Un rapport récent sur le pouvoir d’achat des Français met en avant la difficulté croissante à faire face aux dépenses liées au logement et à l’énergie. Il propose une série de recommandations, dont la création d’un nouvel outil de financement combinant un prêt à taux zéro et un prêt à taux réduit, pour soutenir l’achat et la rénovation énergétique dans l’ancien. Ce contexte concerne de près tous ceux qui possèdent, achètent ou envisagent de rénover un bien immobilier, en particulier face à la question de la précarité énergétique et aux enjeux du Diagnostic de Performance Énergétique (DPE).
Le rapport souligne que le logement et l’énergie forment, avec les carburants, le « noyau dur » des dépenses que les ménages ne peuvent pas éviter. En pratique, beaucoup de particuliers se privent de chauffage pour réduire leur facture, ce qui peut avoir des conséquences sur leur santé et sur l’état de leur logement.
La précarité énergétique, c’est la difficulté à chauffer son logement correctement sans que cela ne pèse trop lourd dans le budget. En 2023, 10,1 % de la population française était dans cette situation. Cela concerne surtout les logements anciens ou mal isolés, où la facture d’énergie peut vite devenir un vrai problème.
Le DPE (Diagnostic de Performance Énergétique) est devenu un indicateur clé pour connaître la consommation d’énergie d’un logement. Il est obligatoire lors de la vente ou de la location. Le rapport met en avant que la fiabilité du DPE est essentielle pour lutter contre la précarité énergétique et orienter les travaux de rénovation là où ils sont le plus nécessaires.
Une des recommandations du rapport est de créer un nouveau dispositif qui combinerait un prêt à taux zéro (PTZ) et un prêt à taux réduit. L’objectif est de faciliter l’accès à la propriété pour les primo-accédants (ceux qui achètent pour la première fois) et de soutenir la rénovation énergétique dans les logements anciens. Cela pourrait permettre de réduire votre effort financier pour acheter ou rénover un bien.
Pour l’instant, il s’agit d’une recommandation issue du rapport d’information. Le dispositif n’est donc pas encore en place, mais il pourrait voir le jour si les pouvoirs publics décident de le mettre en œuvre. D’autres aides, comme le chèque énergie ou le bouclier tarifaire, existent déjà mais ne règlent pas totalement le problème de fond.
Si votre logement est mal isolé ou classé en mauvaise note DPE, vous êtes directement concerné par les évolutions à venir autour de la rénovation énergétique. De nouveaux financements pourraient bientôt faciliter des travaux d’isolation ou de remplacement de systèmes de chauffage coûteux. Cela pourrait aussi valoriser votre bien si vous souhaitez le vendre ou le louer à l’avenir.

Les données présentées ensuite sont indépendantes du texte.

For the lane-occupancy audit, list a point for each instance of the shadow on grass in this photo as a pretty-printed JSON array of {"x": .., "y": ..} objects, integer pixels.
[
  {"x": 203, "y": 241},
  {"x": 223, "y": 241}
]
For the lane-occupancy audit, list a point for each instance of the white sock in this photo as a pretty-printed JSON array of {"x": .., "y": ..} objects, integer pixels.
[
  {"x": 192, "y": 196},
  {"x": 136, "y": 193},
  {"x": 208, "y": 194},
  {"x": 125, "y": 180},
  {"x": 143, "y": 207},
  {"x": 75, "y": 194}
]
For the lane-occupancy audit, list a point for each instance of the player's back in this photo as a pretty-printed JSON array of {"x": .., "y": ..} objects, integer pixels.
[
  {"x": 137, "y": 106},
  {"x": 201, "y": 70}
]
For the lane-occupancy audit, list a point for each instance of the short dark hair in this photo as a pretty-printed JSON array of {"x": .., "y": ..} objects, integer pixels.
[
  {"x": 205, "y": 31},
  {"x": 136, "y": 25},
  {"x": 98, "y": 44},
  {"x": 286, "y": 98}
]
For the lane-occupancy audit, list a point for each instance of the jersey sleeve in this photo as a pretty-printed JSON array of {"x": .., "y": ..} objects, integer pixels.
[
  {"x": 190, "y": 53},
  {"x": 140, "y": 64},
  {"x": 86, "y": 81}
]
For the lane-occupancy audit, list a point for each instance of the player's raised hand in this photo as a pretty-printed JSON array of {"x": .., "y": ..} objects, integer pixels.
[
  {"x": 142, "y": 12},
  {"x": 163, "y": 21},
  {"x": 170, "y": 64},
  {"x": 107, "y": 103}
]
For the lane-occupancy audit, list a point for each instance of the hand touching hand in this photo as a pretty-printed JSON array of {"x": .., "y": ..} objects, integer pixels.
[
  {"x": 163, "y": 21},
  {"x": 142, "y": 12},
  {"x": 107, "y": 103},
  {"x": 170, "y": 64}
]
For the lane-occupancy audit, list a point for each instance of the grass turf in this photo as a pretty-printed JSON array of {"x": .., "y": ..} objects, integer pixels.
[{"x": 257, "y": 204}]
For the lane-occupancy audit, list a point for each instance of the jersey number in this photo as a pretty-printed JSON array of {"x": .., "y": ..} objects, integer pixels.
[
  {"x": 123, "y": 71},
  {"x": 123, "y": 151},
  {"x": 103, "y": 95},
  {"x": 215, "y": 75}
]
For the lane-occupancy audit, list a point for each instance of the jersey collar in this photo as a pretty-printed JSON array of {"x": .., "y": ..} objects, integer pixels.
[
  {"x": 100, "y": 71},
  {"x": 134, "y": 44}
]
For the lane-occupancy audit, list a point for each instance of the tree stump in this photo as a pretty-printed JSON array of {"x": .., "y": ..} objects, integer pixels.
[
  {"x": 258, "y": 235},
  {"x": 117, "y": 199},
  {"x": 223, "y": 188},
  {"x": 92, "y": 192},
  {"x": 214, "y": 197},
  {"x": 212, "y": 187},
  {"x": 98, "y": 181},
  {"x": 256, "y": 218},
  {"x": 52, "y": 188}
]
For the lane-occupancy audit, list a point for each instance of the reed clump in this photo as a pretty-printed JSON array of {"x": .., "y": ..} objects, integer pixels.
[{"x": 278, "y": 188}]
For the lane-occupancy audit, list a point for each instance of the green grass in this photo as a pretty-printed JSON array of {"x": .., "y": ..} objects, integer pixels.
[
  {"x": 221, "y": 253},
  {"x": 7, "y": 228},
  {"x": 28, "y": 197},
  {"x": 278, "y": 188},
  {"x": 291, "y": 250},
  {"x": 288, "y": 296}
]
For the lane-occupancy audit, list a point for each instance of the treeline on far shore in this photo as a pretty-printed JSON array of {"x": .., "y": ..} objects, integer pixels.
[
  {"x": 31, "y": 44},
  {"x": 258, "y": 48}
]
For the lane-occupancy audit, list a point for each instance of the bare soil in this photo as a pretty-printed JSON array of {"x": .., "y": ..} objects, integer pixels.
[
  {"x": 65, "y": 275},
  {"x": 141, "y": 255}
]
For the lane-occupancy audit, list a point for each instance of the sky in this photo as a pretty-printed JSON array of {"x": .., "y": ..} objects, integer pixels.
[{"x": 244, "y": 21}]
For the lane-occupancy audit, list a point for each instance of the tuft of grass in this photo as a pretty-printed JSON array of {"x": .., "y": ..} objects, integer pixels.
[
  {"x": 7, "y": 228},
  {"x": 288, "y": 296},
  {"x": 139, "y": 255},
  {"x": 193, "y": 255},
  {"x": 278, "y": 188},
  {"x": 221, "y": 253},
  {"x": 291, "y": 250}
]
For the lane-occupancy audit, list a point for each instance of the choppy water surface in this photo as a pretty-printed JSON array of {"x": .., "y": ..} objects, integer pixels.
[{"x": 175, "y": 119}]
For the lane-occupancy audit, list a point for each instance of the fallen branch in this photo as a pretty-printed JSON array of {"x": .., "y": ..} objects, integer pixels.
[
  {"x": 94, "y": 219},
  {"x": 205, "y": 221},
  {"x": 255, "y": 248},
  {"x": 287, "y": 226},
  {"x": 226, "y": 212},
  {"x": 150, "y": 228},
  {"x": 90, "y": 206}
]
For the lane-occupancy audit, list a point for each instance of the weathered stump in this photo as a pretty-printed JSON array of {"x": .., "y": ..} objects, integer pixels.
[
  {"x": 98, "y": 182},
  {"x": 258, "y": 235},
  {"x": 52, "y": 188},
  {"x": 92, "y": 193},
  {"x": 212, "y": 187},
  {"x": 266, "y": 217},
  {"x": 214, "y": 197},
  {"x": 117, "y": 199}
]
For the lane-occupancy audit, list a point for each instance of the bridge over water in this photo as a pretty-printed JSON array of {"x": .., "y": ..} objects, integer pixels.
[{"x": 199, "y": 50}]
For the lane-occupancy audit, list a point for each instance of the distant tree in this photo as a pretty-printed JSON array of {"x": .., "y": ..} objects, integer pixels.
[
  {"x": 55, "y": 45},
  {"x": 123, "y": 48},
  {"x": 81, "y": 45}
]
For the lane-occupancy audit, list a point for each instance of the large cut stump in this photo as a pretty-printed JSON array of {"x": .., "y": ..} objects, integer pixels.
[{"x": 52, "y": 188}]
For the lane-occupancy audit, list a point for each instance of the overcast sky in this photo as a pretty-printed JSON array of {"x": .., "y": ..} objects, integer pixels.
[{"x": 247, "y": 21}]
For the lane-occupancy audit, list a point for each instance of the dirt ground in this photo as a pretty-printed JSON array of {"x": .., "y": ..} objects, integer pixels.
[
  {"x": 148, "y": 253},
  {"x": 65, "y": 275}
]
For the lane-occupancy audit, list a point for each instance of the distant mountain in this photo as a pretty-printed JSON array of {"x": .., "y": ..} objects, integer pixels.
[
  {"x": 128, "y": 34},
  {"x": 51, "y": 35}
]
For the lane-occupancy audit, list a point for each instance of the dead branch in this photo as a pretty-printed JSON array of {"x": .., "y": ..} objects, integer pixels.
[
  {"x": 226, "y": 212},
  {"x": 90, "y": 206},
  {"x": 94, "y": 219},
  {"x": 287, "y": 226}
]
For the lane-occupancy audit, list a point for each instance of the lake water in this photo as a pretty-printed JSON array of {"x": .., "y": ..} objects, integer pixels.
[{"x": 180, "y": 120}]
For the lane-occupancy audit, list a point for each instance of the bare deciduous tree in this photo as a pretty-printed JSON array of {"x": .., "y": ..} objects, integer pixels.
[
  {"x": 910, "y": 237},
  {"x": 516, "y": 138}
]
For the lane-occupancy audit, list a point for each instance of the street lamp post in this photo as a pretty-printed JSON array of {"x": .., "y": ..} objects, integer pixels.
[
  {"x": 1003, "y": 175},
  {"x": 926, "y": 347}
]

Vous pouvez être considéré comme en précarité énergétique si vous avez du mal à payer vos factures de chauffage, ou si vous devez restreindre votre consommation au détriment de votre confort ou de votre santé. Un DPE défavorable (lettres F ou G, par exemple) peut être un indicateur de ce type de situation.
Faire réaliser un DPE fiable permet de savoir où se situent les faiblesses de votre logement. Vous pouvez ensuite cibler les travaux prioritaires (isolation, chauffage, ventilation) et vous renseigner sur les aides existantes, en attendant la mise en place de nouveaux dispositifs éventuellement recommandés par les autorités.
Le rapport met en lumière l’importance de la rénovation énergétique pour préserver le pouvoir d’achat et lutter contre la précarité énergétique. Même si les nouvelles aides proposées ne sont pas encore en vigueur, il est plus que jamais pertinent de s’informer sur la performance énergétique de son logement et d’anticiper les futures évolutions du marché immobilier et des aides à la rénovation.